En Corée, un rapport commandé par le ministère de l'Economie et publié en novembre dernier montrait que les habitants n'étaient plus que 35% à juger l'électricité nucléaire sûre, contre 71% en janvier 2010.
D'autant que 2012 a été ternie par une série de scandales en Corée du Sud, qui ont entraîné la fermeture de plusieurs réacteurs, inquiété la population et jeté une lumière crue sur le manque de transparence de cette industrie.
"Vous ne pouvez que vous inquiéter lorsque votre pays dépend fortement de l'énergie nucléaire", estime Yangyi Won-Young, qui dirige une coalition d'associations contre le nucléaire, Nuclear-Free Korea.
"Nos centrales sont vulnérables en cas de catastrophes naturelles en raison d'une réglementation laxiste, en vigueur dans la construction, la gestion et les pièces détachées", ajoute-t-il auprès de l'AFP.
Après Fukushima, la compagnie publique Korea Hydro and Nuclear Power Co (KHNP) a lancé un programme de modernisation d'un milliard USD, qui court jusqu'à 2015. Il prévoit la construction de murs plus élevés autour des quatre centrales pour les protéger de la mer en cas de tsunami, l'installation de portes étanches et de systèmes de ventilation sur tous les réacteurs, ainsi que de nouveaux sismographes.
Mais l'Agence internationale de l'énergie (AIE) a averti Séoul en novembre qu'il lui fallait retrouver la confiance des Sud-Coréens.
Début 2012, les autorités de sûreté nucléaire du pays avaient révélé que les ingénieurs d'une centrale avaient caché une panne d'électricité sur le réacteur Gori-1, qui avait provoqué un arrêt de la circulation des eaux de refroidissement.
Le gouvernement a ensuite suspendu deux réacteurs sur le complexe de Yeonggwang, pour remplacer des composants accompagnés de faux certificats de qualité. Un troisième réacteur, sur le même site, a été arrêté après la découverte de fissures sur des tubes de guidage.
"Les incidents récents au sein des centrales nucléaires sud-coréennes sont un rappel opportun pour le gouvernement que l'autorité de réglementation nucléaire doit maintenir un profil solide (...) et être capable de prendre des décisions indépendantes", soulignait l'AIE.
Le manque de transparence, critique récurrente envers le nucléaire sud-coréen, s'explique notamment par la confusion des rôles, l'agence de régulation étant chargée à la fois de la sécurité et de la promotion du nucléaire.
Et la proposition de la nouvelle présidente, Park Geun-Hye, d'affilier la commission de sécurité nucléaire à un super ministère chargé de la recherche scientifique, risque de brouiller un peu plus la situation.

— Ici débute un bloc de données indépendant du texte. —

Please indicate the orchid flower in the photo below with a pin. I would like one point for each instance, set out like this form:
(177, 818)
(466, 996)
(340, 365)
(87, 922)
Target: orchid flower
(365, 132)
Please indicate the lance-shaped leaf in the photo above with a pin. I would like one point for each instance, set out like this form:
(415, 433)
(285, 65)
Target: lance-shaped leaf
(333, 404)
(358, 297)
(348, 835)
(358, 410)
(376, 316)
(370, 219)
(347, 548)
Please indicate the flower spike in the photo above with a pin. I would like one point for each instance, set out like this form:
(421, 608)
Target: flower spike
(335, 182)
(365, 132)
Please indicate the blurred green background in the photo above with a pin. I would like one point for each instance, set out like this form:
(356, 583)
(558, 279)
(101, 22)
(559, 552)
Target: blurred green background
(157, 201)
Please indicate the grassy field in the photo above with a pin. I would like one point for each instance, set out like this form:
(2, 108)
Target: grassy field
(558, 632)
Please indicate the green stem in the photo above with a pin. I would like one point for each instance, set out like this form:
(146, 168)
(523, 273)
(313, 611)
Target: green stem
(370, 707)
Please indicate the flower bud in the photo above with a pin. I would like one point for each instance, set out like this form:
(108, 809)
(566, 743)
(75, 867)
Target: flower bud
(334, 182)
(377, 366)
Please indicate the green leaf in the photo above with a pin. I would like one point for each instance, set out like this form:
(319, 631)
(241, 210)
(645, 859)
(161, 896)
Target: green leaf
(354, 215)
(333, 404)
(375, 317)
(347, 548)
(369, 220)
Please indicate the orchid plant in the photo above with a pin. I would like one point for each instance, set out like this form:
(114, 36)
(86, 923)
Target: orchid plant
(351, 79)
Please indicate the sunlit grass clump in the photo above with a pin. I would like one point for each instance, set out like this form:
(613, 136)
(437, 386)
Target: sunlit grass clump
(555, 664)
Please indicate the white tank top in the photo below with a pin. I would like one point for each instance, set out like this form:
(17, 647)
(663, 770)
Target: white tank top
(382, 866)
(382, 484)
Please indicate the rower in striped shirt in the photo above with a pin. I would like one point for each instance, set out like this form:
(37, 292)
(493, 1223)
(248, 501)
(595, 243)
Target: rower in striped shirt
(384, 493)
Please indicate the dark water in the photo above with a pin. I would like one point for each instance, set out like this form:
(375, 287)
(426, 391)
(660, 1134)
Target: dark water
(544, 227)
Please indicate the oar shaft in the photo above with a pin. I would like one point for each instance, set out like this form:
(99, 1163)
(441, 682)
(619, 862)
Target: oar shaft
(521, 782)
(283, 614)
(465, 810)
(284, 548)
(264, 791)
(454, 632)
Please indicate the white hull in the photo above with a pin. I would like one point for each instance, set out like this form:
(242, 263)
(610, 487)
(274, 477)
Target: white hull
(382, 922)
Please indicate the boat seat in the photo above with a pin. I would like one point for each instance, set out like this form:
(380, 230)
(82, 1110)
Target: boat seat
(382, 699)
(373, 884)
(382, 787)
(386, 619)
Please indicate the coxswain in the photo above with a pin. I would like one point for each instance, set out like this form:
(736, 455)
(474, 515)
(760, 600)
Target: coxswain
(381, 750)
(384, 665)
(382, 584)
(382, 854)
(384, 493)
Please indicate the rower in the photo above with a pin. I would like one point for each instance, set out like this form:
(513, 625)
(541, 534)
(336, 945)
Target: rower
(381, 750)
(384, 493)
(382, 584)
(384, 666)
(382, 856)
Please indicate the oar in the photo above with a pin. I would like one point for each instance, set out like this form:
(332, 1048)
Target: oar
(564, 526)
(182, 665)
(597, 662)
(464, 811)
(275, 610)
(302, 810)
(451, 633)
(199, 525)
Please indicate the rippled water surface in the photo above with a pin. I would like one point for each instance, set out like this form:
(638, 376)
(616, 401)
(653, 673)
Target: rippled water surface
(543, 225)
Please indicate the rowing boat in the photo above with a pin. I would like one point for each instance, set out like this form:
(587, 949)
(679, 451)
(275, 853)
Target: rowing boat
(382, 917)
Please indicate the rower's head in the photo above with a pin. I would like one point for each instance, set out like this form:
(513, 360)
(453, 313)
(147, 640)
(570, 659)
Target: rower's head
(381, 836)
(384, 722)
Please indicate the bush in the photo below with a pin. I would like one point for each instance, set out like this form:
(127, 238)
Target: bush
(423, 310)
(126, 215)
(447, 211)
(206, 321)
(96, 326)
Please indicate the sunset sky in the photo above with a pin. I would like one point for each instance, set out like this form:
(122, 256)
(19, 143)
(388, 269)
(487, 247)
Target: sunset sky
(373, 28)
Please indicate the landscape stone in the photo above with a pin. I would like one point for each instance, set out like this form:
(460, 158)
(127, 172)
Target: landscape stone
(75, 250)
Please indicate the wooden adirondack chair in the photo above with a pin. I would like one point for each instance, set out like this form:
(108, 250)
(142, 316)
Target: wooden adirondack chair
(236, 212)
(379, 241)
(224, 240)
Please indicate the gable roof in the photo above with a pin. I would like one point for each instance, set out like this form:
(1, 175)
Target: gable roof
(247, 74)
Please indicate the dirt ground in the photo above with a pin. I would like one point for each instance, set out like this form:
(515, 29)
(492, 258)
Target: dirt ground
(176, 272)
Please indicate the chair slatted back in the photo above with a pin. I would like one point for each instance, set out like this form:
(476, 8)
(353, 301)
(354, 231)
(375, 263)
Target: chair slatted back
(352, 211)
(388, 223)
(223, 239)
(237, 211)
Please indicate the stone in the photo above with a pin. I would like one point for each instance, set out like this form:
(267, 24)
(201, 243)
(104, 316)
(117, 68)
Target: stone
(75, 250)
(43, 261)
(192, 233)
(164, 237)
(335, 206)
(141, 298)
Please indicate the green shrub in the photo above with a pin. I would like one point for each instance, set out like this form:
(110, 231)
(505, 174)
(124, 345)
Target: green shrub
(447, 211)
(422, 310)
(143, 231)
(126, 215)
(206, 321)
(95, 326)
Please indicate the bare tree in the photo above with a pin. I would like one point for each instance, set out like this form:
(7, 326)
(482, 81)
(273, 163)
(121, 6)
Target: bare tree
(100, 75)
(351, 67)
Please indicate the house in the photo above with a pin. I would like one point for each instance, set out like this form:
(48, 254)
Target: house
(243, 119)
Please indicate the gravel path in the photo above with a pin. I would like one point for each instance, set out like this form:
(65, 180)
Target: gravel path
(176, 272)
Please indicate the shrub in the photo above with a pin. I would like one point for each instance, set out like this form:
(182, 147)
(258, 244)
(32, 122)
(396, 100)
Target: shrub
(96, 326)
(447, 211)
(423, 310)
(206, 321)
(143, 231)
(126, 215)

Les scientifiques, les défenseurs de l'environnement et même des responsables politiques du parti conservateur de la présidente estiment que placer la commission sous tutelle ministérielle affaiblira son indépendance et son autorité.
La Corée du Sud "sera le seul pays où les régulateurs et les promoteurs travailleront ensemble sous le même toit", souligne Suh Kune-Yull, professeur d'ingénierie nucléaire à l'université nationale de Séoul. "Un conflit d'intérêt est inévitable".